NEARLY three weeks have passed since Arlene Foster collapsed the latest Stormont talks and since then the DUP leader has raised her head above the parapet just once, for a pre-recorded interview with UTV at the beginning of last week. This is not an approach you tend to adopt when in a position of strength.

She appears reluctant to have her role in the failed negotiations publicly dissected, and other senior party figures have been drafted in to defend the DUP position on her behalf – often with embarrassing consequences.

Details that have emerged since the abrupt end to the talks on St. Valentine’s Day support the notion that Mrs. Foster and her negotiating team were out on a limb and were considering, or even preparing to sign up to an Irish language act – a move she categorically ruled out in the past.

It’s argued that the DUP talks team became cocooned from the party’s rank and file as they pushed eagerly for a return to devolution and Mrs. Foster’s reinstatement as Stormont’s First Minister.

Even though the consensus suggests, the so-called accommodation was a poor deal for Republicans, the level of resistance from within the DUP and broader unionism to what was in the proposals appear to have surprised Mrs. Foster and her advisors.

Since the talks collapsed, the Fermanagh-South Tyrone MLA has met the DUP’s ruling executive, and she says they have backed her leadership. Arguably that confidence is justified – Mrs. Foster offset a Sinn Féin surge in last year’s assembly elections with her party’s strongest ever Westminster result.

However, with the return of the executive looking unlikely anytime soon, questions are bound to be asked about Mrs. Foster’s relevance in her role as a “leader without an office.”

In December, University of Liverpool academic Jon Tonge characterized the former first minister as having “responsibility without power,” given that her party’s focus was shifting from Stormont to Westminster and that she was increasingly being eclipsed by her deputy Nigel Dodds.

That was in the wake of the DUP rejecting a reported deal on the border between the EU and the British government.

The author of DUP: From Protest to Power said: “Mrs. Foster is in the car, but it’s being driven by Nigel Dodds.”

If anything, the situation for the DUP leader has only deteriorated since and the low profile Mrs. Foster has adopted over the past couple of weeks is likely to become the norm – at least until her much-anticipated appearance at the RHI inquiry.

To date, the former minister for enterprise, trade, and investment has yet to be directly criticised in the public inquiry into the botched scheme that she launched and oversaw.

Since oral hearings began in November, it is failings of under-resourced civil servants rather than the minister and her special advisers that have been highlighted.

This could all change, however, when Mrs. Foster and other political figures are called to give evidence some time after Easter.
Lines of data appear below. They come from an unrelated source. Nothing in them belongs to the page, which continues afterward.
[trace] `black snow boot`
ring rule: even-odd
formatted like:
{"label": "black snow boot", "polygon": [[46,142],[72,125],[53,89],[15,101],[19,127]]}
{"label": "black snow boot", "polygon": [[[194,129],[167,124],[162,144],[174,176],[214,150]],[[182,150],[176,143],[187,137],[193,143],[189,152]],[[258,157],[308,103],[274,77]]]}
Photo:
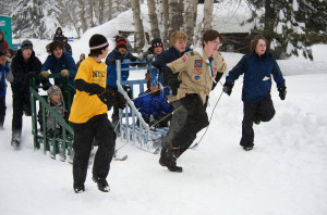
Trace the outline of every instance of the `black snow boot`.
{"label": "black snow boot", "polygon": [[11,146],[14,149],[20,148],[20,146],[21,146],[21,132],[20,131],[13,131],[12,132]]}
{"label": "black snow boot", "polygon": [[76,193],[82,193],[82,192],[84,192],[84,191],[85,191],[84,185],[74,185],[74,191],[75,191]]}
{"label": "black snow boot", "polygon": [[110,188],[106,180],[106,178],[99,178],[99,177],[93,177],[93,181],[95,181],[98,185],[98,189],[102,192],[109,192]]}
{"label": "black snow boot", "polygon": [[160,153],[159,164],[166,166],[170,172],[182,173],[183,168],[177,166],[178,152],[174,149],[162,149]]}

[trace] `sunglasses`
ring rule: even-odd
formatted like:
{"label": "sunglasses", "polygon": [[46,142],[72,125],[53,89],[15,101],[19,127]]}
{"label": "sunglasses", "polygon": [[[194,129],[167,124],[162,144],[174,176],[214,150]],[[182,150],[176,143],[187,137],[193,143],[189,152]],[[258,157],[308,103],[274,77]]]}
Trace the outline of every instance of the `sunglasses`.
{"label": "sunglasses", "polygon": [[24,48],[33,48],[32,42],[24,42],[24,43],[22,43],[21,49],[24,49]]}

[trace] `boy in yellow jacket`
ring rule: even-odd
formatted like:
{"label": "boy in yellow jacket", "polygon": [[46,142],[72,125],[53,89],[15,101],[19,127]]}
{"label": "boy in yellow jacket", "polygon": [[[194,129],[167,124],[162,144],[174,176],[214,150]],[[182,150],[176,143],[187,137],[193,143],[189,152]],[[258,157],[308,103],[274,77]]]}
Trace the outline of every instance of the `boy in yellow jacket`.
{"label": "boy in yellow jacket", "polygon": [[108,46],[102,35],[92,36],[89,56],[81,63],[74,80],[76,94],[69,121],[74,129],[73,177],[76,193],[85,191],[84,182],[94,139],[98,142],[98,150],[93,166],[93,180],[100,191],[110,190],[106,178],[114,153],[116,135],[107,111],[117,102],[117,94],[106,90],[107,69],[101,59],[106,58]]}

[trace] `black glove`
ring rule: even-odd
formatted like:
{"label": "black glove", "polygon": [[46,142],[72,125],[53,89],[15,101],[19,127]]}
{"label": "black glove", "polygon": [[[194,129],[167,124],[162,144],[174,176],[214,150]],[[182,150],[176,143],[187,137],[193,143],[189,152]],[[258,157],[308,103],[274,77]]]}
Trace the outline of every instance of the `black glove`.
{"label": "black glove", "polygon": [[101,94],[105,92],[105,88],[102,88],[101,86],[97,85],[97,84],[88,84],[88,93],[89,96],[93,96],[93,94]]}
{"label": "black glove", "polygon": [[136,56],[133,56],[132,54],[130,55],[130,60],[132,61],[132,62],[135,62],[136,60],[137,60],[137,58]]}
{"label": "black glove", "polygon": [[232,91],[232,89],[233,89],[233,86],[234,86],[233,83],[225,83],[225,84],[223,84],[222,91],[223,91],[225,93],[227,93],[228,96],[230,96],[230,94],[231,94],[231,91]]}
{"label": "black glove", "polygon": [[45,91],[47,91],[51,86],[52,86],[52,85],[48,81],[48,83],[46,83],[46,84],[43,84],[43,89],[44,89]]}
{"label": "black glove", "polygon": [[128,103],[124,96],[122,96],[122,93],[120,93],[119,91],[117,91],[117,103],[119,109],[124,109]]}
{"label": "black glove", "polygon": [[108,106],[108,111],[111,106],[117,105],[116,92],[110,88],[107,88],[105,93],[98,94],[98,98]]}
{"label": "black glove", "polygon": [[[121,62],[124,60],[125,55],[120,55],[120,56],[117,56],[116,60],[120,60]],[[116,63],[116,61],[114,61]]]}
{"label": "black glove", "polygon": [[33,77],[36,77],[37,75],[38,75],[37,72],[28,72],[28,73],[25,75],[25,77],[26,77],[27,79],[31,79],[31,78],[33,78]]}
{"label": "black glove", "polygon": [[278,88],[278,91],[279,91],[280,99],[284,100],[286,94],[287,94],[286,87]]}

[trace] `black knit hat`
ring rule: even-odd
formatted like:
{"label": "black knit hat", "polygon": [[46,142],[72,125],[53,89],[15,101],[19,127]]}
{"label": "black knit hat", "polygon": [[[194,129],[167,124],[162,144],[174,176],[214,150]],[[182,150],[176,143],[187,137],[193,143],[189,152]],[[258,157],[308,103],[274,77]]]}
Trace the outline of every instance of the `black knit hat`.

Renowned for her tetchiness and unaccustomed to being directly challenged, the DUP leader will surely find the inquiry and accompany public glare an uncomfortable experience.

There’s also the possibility that embarrassing evidence may emerge about her oversight of the RHI scheme.

There is nobody waiting eagerly in the wings to succeed Mrs. Foster, and a heave against her may be some time coming, yet for someone who initially appeared to promise so much, her leadership has been dogged by bad press and allegations of poor judgment.

Not only has the party’s unwavering support for Brexit and its reluctance to embrace any form of compromise alienated “small u” unionists, but the DUP leader’s recent performance has also unnerved her previously faithful hardline followers.

Politics is notoriously unforgiving, and while the current rhetoric suggests otherwise, the DUP may be looking for a new leader sooner than they think.